Both Iowa and New Hampshire are already notoriously difficult to poll. Heading into the 2008 caucuses and primaries, many surveys predicted Clinton winning Iowa and Obama winning New Hampshire — both were wrong.

And complicating matters, Sanders’ strategy in both states is based explicitly on defying historical precedent and getting unlikely voters and caucus-goers to turn out for him.

In Iowa, Sanders is counting on first time caucus-goers. He holds a wide lead over Clinton with that group — 66 percent to 26 percent -- while Clinton leads 52 percent to 41 percent among those who have caucused before, according to the Quinnipiac poll. But how many of those people will actually turn out on a cold February night is anyone’s guess, since they are by nature less reliable participants.

The best Sanders aides can say is they hope total turnout is somewhere between that of 2004, when 125,000 Democrats turned out to caucus throughout Iowa, and 2008, when a record-breaking 239,000 Democrats turned out. If there’s unusually high turnout, Sanders wins. If not, he loses.

New Hampshire, meanwhile, has earned its nickname as the “graveyard for pollsters.” With its primary just nine days after Iowa’s caucuses, it’s nearly impossible to know how the outcome of the earlier caucus will impact Granite Staters’ decisions.

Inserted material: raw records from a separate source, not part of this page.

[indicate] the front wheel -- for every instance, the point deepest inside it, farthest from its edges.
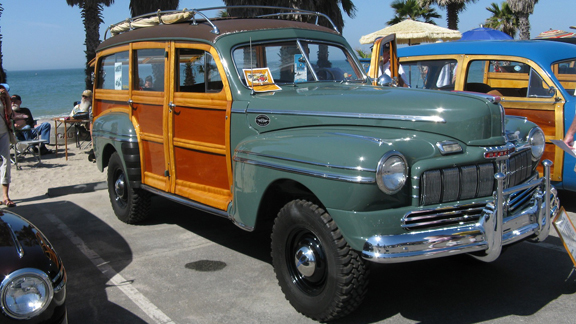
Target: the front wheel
(130, 205)
(320, 275)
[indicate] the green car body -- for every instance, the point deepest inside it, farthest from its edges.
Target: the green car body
(349, 171)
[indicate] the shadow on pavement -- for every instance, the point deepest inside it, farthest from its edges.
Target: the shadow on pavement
(447, 290)
(87, 299)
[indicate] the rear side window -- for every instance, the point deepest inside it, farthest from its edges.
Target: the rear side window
(197, 72)
(506, 78)
(432, 74)
(113, 72)
(565, 72)
(149, 71)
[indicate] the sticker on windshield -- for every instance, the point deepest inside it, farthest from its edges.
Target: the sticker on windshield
(260, 80)
(300, 72)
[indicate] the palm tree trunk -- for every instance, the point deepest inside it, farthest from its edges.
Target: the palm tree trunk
(523, 25)
(2, 72)
(92, 19)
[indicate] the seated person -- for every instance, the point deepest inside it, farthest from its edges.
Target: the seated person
(83, 109)
(24, 122)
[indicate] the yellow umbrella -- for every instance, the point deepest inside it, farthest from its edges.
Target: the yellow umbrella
(411, 31)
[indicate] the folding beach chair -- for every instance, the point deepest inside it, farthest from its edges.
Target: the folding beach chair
(31, 146)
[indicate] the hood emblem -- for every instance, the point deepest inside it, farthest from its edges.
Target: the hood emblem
(262, 120)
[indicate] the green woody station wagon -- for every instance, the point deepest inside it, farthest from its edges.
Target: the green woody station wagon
(266, 120)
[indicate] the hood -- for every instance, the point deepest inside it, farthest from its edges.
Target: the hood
(22, 245)
(465, 117)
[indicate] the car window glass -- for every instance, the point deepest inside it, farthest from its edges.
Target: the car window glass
(565, 72)
(431, 74)
(149, 69)
(505, 78)
(197, 72)
(289, 64)
(113, 74)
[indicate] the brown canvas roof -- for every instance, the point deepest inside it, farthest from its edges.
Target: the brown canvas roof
(203, 30)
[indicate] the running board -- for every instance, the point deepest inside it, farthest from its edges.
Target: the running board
(186, 202)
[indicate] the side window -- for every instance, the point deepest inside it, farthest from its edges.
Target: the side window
(432, 74)
(149, 70)
(505, 78)
(565, 72)
(197, 72)
(113, 72)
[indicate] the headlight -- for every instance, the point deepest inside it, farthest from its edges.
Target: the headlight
(537, 142)
(25, 293)
(392, 172)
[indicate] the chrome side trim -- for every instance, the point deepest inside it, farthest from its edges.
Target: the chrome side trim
(330, 166)
(17, 245)
(434, 119)
(186, 202)
(323, 175)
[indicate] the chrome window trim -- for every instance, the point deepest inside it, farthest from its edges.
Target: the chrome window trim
(323, 175)
(434, 119)
(307, 162)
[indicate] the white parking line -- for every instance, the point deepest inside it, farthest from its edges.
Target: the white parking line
(115, 278)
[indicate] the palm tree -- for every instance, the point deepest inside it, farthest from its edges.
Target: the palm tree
(2, 72)
(92, 17)
(502, 19)
(453, 8)
(140, 7)
(522, 9)
(413, 10)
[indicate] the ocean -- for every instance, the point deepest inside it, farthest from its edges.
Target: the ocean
(48, 93)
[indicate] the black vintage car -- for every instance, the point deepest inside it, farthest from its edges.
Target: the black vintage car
(32, 276)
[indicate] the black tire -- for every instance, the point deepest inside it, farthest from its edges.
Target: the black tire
(320, 275)
(130, 205)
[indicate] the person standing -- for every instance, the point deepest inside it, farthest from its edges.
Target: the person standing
(24, 122)
(5, 129)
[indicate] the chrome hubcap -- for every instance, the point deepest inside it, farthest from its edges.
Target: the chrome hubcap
(305, 261)
(120, 186)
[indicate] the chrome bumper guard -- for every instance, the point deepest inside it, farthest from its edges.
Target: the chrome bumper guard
(496, 227)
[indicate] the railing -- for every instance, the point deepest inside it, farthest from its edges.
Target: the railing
(176, 16)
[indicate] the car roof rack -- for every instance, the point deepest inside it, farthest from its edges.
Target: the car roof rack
(176, 16)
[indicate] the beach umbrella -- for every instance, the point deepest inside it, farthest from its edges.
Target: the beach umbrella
(483, 33)
(411, 31)
(556, 33)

And there, Sanders is betting big on young people, undeclared voters (the 40% of the electorate who is not registered with either party) and new voters. All three groups tend to have lower turnout rates, so how many actually vote is also difficult to predict.

No matter what, though, the races in both states are likely to be very close. Aides to both campaigns have predicted narrow wins either way, within 5 points or less. Clinton’s campaign has said for months that they expected the race to tighten, though few reporters believed it or thought the campaign really believed it themselves.

One silver lining for Clinton and her team with regard to the tough polling numbers is that the data could help right-size expectations of her performance.

RELATED: NBC online poll: Trump, Clinton retain double-digit national leads

With sky-high expectations, the media and others will judge even a narrow win as a sign of trouble for Clinton. And dangerously high expectations can discourage voters from turning out, volunteers from working, and contributors from opening their wallets, since they may believe their candidate doesn’t need their help.

Sanders, meanwhile, has been having the opposite problem. While Clinton has been trying to convince supporters and the media that she can actually lose, Sanders has been working to convince people that he can actually win.

“[T]o the disbelief of the corporate media and the political establishment — Bernie is on the verge of scoring historic upsets in Iowa and New Hampshire,” reads one typical Sanders fundraising email sent Sunday.

A fundraising email sent under Clinton’s name took the opposite tone. “The primary race in New Hampshire is neck and neck — a loss there could be a sharp blow to all the work we've done.” 

Even if Clinton wins, few expected a septuagenarian democratic socialist would force Clinton to send such dire warnings to her supporters.